Workers around the world, commemorate the struggles to win their rights and highlight the need to strengthen the rights of all workers on 1 May, in the capitalist economic paradigm that prevails. In Sri Lanka, trade unions, political parties, community based organisations will also celebrate International Workers’ Day on 1 May, with widespread publicly demands for better working conditions for all workers.
This year, Sri Lankan trade unions are planning to highlight the rights of women workers as part of the issues that will be raised in the workers’ rallies on 1 May. A number of trade union women members will be raising banners and placards focusing on women workers’ rights in Sri Lanka.
This would be a unique event for public recognition of the economic and social value of women’s labour in all sectors of society.
In the recent past, there has been little recognition of the contribution of women who comprise 31.8% of the labour force.
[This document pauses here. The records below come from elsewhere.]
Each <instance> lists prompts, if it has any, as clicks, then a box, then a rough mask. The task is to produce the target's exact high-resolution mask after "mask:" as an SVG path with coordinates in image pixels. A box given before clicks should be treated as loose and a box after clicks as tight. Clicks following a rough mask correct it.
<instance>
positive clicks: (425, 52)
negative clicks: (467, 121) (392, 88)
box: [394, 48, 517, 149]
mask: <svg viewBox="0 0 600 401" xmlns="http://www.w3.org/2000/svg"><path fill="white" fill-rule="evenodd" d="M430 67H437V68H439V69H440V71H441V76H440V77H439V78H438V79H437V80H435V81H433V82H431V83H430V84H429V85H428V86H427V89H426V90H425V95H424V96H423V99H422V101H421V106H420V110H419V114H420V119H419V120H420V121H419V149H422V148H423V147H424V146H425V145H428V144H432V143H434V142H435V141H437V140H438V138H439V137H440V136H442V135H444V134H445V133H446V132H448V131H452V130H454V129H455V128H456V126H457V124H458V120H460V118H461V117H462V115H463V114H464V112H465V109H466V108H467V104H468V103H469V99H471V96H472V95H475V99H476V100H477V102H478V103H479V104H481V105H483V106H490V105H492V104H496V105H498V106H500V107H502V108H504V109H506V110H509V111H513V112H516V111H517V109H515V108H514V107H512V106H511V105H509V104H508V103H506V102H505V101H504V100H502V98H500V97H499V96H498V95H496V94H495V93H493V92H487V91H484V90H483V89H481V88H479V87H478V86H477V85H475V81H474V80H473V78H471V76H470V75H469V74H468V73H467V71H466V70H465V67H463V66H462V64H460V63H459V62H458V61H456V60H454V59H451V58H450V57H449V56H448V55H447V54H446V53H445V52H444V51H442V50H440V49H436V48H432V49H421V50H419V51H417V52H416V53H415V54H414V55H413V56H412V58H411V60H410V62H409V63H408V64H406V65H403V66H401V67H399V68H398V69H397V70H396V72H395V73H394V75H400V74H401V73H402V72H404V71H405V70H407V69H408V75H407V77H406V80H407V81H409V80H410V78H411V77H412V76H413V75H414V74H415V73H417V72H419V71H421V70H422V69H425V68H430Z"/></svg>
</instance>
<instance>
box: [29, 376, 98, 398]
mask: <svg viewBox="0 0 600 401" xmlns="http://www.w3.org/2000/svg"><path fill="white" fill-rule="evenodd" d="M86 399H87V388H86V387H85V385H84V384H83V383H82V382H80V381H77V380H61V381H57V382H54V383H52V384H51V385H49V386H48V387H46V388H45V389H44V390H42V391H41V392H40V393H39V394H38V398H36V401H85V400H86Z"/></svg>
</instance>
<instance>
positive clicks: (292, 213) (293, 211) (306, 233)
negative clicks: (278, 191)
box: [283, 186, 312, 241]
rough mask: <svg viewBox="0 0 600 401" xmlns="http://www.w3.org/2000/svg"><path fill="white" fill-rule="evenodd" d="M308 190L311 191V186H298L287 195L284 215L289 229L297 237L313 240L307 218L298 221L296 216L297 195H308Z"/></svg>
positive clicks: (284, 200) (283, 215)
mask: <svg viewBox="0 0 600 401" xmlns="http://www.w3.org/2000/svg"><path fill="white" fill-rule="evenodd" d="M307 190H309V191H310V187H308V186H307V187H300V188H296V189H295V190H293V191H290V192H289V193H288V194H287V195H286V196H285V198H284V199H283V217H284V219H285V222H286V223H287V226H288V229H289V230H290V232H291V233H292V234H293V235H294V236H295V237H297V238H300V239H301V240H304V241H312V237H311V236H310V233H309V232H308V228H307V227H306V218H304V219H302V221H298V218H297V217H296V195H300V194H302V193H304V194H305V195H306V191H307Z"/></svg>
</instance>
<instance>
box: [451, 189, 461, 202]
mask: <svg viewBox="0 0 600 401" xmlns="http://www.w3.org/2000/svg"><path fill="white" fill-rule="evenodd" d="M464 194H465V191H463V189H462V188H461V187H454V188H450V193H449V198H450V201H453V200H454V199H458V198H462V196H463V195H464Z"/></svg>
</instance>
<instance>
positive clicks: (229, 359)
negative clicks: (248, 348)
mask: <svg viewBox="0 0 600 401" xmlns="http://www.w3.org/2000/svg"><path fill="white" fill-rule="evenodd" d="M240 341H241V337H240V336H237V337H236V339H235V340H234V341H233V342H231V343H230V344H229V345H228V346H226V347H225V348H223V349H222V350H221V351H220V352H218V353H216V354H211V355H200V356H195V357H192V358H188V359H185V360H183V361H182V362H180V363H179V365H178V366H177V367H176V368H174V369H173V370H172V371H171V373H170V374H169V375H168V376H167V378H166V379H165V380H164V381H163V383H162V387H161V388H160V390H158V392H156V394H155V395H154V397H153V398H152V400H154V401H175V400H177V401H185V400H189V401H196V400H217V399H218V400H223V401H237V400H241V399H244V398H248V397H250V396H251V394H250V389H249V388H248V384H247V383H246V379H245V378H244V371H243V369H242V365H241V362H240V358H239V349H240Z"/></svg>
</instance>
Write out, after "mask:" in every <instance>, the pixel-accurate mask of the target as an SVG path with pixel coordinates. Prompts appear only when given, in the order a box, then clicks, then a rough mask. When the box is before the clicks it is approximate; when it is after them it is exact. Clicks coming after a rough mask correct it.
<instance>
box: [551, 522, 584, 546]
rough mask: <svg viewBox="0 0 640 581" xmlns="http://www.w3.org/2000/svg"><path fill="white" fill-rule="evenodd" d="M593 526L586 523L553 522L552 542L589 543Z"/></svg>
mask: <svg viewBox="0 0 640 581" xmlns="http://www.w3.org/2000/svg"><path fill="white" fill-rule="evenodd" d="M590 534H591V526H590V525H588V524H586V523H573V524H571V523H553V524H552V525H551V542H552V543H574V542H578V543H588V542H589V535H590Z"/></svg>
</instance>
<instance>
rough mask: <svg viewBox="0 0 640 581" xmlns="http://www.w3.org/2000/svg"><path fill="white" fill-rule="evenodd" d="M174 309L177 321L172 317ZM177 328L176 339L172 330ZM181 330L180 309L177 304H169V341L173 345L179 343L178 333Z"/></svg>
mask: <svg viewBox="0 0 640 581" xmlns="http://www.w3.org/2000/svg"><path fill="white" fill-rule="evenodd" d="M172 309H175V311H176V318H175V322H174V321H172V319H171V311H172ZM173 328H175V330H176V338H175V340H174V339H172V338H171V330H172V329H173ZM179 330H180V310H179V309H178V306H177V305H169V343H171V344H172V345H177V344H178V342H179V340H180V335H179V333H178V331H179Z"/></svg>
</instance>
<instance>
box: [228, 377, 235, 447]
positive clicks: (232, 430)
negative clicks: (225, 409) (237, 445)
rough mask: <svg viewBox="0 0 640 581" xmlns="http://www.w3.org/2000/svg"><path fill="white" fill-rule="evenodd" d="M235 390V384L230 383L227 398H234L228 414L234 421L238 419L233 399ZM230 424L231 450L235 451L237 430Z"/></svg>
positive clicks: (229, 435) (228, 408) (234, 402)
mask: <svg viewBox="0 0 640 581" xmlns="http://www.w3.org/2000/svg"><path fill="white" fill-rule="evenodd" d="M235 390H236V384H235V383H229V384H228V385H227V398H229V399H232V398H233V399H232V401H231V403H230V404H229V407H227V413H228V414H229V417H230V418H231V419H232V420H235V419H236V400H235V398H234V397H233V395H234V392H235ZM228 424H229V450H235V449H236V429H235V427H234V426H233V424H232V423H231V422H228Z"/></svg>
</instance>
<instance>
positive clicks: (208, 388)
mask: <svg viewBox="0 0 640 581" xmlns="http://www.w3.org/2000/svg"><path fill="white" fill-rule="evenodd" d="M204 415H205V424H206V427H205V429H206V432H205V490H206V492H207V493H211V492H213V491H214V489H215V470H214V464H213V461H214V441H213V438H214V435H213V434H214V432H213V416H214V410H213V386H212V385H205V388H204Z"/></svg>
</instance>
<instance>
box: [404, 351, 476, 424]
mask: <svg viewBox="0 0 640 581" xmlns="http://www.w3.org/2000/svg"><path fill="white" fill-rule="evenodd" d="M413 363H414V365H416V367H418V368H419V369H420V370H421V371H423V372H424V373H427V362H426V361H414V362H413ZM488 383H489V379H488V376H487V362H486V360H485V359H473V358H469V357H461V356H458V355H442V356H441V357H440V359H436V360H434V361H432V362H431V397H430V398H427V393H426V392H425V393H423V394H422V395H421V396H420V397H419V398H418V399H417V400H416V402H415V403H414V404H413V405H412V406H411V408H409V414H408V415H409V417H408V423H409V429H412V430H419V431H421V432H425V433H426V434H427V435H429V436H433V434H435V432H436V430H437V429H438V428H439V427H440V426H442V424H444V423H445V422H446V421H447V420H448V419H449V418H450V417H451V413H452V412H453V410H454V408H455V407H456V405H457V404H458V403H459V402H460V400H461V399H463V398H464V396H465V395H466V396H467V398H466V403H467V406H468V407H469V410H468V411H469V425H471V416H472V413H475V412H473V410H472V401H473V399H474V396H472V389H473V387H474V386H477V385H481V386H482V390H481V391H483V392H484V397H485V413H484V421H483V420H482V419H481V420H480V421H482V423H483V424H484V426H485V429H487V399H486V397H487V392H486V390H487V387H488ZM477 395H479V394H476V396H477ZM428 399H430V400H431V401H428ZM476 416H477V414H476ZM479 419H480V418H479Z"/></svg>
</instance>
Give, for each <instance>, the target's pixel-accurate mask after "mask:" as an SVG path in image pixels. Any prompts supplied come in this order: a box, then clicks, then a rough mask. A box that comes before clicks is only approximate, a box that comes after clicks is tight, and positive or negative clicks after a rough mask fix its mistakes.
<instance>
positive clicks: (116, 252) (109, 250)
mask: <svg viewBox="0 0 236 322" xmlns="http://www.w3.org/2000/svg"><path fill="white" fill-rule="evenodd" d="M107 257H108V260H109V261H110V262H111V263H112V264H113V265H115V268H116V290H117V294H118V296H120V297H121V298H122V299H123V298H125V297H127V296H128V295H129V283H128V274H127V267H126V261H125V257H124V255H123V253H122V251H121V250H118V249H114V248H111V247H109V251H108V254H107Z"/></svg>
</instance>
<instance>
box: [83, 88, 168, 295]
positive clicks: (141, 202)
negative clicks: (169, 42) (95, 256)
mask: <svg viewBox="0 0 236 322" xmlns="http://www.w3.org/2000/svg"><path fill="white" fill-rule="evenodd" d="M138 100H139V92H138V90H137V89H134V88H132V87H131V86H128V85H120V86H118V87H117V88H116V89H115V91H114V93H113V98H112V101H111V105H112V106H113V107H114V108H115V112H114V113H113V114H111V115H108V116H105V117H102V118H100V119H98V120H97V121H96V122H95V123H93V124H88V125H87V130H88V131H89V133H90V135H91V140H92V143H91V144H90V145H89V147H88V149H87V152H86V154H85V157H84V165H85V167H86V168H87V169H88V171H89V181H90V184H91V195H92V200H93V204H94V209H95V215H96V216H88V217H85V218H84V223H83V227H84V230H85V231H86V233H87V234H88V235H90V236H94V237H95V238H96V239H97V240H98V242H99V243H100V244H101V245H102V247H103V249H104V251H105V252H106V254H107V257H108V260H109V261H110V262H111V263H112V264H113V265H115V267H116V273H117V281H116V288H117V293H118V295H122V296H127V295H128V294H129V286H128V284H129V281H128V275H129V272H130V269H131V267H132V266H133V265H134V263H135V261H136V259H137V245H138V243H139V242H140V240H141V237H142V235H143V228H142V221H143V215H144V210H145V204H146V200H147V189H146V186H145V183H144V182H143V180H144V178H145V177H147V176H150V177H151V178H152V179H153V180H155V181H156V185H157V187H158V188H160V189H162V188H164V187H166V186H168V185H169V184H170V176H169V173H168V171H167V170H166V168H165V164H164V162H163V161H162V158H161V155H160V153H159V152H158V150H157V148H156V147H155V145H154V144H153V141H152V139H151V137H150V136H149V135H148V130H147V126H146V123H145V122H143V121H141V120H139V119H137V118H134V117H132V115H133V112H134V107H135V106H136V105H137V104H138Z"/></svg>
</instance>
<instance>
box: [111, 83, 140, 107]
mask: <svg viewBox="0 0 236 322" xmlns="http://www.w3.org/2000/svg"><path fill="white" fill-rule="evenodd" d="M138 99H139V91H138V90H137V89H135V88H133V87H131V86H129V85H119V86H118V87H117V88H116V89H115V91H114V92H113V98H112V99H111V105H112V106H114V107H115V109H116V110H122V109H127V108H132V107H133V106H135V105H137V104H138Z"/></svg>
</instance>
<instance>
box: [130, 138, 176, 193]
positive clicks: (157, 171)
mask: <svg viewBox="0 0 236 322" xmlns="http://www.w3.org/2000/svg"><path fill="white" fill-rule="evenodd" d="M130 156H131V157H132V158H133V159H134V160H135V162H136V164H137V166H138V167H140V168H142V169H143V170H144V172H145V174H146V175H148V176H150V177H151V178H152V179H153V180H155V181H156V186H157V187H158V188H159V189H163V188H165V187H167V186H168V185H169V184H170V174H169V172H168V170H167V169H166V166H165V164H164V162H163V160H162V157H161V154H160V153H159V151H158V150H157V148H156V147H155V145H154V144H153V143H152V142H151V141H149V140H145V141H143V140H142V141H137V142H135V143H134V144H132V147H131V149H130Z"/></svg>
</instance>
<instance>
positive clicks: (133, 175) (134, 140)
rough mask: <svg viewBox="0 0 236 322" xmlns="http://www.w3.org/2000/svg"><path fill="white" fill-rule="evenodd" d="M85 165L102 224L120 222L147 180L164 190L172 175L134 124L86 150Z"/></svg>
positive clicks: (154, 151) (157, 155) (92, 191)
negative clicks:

Should the economic value of women’s labour within households also be valued, undoubtedly, the assessment of the economic contribution of women’s labour would increase several fold.
Recognising and protecting the rights of women is an issue that needs to be addressed urgently, given that the country earns the bulk of its foreign exchange income through the labour of women in the plantation sector, in the free trade zone and through remittances of their earnings working in countries West Asia and in other parts of the world.
May Day should also bring into focus the rights of millions of women who perform critical economic activities in the informal sector where there is little or no protection of labour rights, adequate working conditions or worker safety regulations.
Recognising workers’ rights on May Day must include the rights of all working women in the formal industrialised sector, the home-based sector as well as the informal sector.